The land acquisition process has been far smoother in Gujarat, especially after the state’s high court dismissed a string of petitions filed by farmers and upheld the validity of the state’s newly amended land acquisition act (amended in 2016).

“In a linear project, the biggest impediment is always land acquisition," said Deloitte’s Singh.

“State governments should be actively involved in this process to get clearances faster. I think with (a) better understanding of the facilities that infrastructure development would bring, (the) land acquisition process could be smoothened," he added.

But even as India’s first HSR projects get bogged down with issues that tend to affect most large-scale infrastructure projects in the country, the Union government has pushed ahead with crafting plans for several new corridors. Will this divert attention and resources and slow things down further?

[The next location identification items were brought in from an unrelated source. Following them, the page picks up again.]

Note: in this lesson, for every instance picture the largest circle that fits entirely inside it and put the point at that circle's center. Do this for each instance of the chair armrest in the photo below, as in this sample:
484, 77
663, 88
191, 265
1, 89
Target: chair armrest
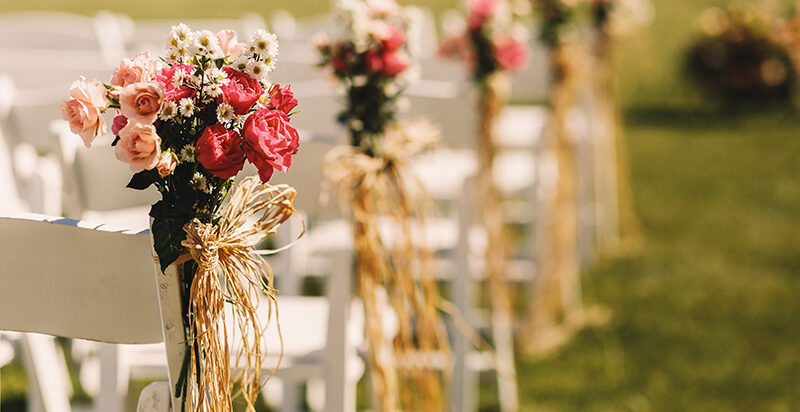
155, 397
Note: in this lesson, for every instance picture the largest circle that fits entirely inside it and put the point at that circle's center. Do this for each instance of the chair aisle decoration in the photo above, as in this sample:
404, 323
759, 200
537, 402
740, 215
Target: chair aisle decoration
556, 297
372, 60
493, 45
187, 126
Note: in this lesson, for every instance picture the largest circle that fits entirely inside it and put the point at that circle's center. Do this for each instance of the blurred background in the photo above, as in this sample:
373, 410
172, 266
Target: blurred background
704, 298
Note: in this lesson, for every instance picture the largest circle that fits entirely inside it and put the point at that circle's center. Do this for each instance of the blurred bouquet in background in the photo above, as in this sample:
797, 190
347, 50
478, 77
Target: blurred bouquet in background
373, 58
741, 57
492, 38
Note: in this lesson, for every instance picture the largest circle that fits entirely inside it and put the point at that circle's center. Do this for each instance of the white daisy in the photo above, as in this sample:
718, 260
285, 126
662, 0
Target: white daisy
168, 110
264, 43
213, 91
187, 107
187, 154
225, 113
178, 77
359, 80
205, 43
241, 63
257, 69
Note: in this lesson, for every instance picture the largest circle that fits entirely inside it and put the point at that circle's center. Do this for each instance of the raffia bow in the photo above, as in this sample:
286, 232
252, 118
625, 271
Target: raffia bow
229, 271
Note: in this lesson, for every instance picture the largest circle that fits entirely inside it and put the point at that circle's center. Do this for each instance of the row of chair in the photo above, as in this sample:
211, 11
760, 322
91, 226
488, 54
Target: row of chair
91, 186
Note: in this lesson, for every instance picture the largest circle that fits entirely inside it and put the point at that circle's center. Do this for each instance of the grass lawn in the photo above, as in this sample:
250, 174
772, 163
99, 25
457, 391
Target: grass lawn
705, 314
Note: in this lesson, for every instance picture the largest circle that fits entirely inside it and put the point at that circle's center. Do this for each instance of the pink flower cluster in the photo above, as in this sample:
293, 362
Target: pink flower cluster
489, 36
378, 47
250, 116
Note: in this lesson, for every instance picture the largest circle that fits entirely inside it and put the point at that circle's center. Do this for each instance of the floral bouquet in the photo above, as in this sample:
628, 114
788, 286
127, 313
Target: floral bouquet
493, 39
742, 55
186, 124
373, 60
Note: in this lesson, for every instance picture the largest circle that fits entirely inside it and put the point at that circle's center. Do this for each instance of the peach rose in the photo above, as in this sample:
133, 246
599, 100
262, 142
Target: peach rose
139, 69
83, 110
229, 44
139, 146
140, 102
166, 164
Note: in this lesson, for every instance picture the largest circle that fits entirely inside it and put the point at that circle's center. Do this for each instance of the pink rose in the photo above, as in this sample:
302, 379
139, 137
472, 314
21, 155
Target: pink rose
270, 141
139, 146
220, 151
379, 29
511, 54
140, 102
373, 61
339, 64
119, 122
229, 44
166, 164
395, 39
139, 69
394, 63
282, 98
242, 91
479, 11
83, 110
165, 79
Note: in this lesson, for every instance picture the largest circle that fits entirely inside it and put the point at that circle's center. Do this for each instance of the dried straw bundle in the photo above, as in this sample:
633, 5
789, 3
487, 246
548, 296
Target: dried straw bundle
229, 271
380, 186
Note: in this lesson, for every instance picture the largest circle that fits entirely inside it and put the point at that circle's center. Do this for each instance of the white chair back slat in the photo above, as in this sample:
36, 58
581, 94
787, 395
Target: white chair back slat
71, 281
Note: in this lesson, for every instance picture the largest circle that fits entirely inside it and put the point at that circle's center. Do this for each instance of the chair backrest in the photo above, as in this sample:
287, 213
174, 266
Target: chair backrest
64, 280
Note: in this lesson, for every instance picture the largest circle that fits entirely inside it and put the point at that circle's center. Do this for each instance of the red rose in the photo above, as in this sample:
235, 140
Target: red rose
395, 39
242, 91
511, 54
270, 141
282, 98
219, 150
373, 62
120, 121
165, 80
394, 63
339, 64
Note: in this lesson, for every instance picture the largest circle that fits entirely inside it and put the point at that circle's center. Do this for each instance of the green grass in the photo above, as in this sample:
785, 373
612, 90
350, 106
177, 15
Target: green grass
705, 315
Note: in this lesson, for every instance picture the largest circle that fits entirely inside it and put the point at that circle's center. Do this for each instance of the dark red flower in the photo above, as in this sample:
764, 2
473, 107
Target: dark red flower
270, 141
242, 91
373, 61
220, 151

“The execution of the first high-speed rail project and the need for more high-speed projects are unrelated," said Vinayak Chatterjee, a non-executive chairman of the Feedback Infra Group and the chairman of Confederation of Indian Industry’s (CII’s) National Council on Infrastructure.

“The only issue is the acquisition of land, which is 100% acquired in Gujarat and Dadra Nagar Haveli. There is a problem on the Maharashtra-Gujarat border, where acquisition is (at) 40%. This an unexpected problem in a development project. This issue is also on its way to getting resolved," Chatterjee added.

“With the kind of (infrastructure) gaps we have, we cannot afford to stop just because there are challenges," added Dange, the infrastructure analyst.

The technology

The other big challenge, apart from the pitched battles over land, is technological. The high-speed rail corridor will pass via Thane creek in Mumbai, which is a protected sanctuary housing mangroves and a population of flamingos. In order to avoid disturbing this habitat, the rail corridor will have to traverse through a 21km tunnel, of which 7km will be under the sea. Several new technologies are expected to be used for the first time in India to surmount this construction challenge.

Light detection and ranging (LiDAR) technology will also be deployed for the first time in a railway project in India. LiDAR uses a combination of laser and GPS to generate accurate survey data, which can then be used to precisely design the alignment of the rail corridor.

Ultimately, once the trains start operating, not just the passengers but even the string of cities that dot the bullet train’s route are expected to potentially experience a jump in their socio-economic status. All the 12 stations of the project—BKC, Thane, Virar, Boisar, Vapi, Bilimora, Surat, Bharuch, Vadodara, Anand, Ahmedabad and Sabarmati—are expected to gain big time. This will help in the revitalization of smaller towns and cities by opening up avenues for mixed land use, tourism and business.

But those benefits lay in the distant future. For now, dissenters like Sunil Parhad of the Adivasi Ekta Parishad have more immediate concerns regarding land and livelihood. “We have been told that this is the prime minister’s pet project. But will they give land in return for the land they want to acquire from the tribals?" Parhad asked.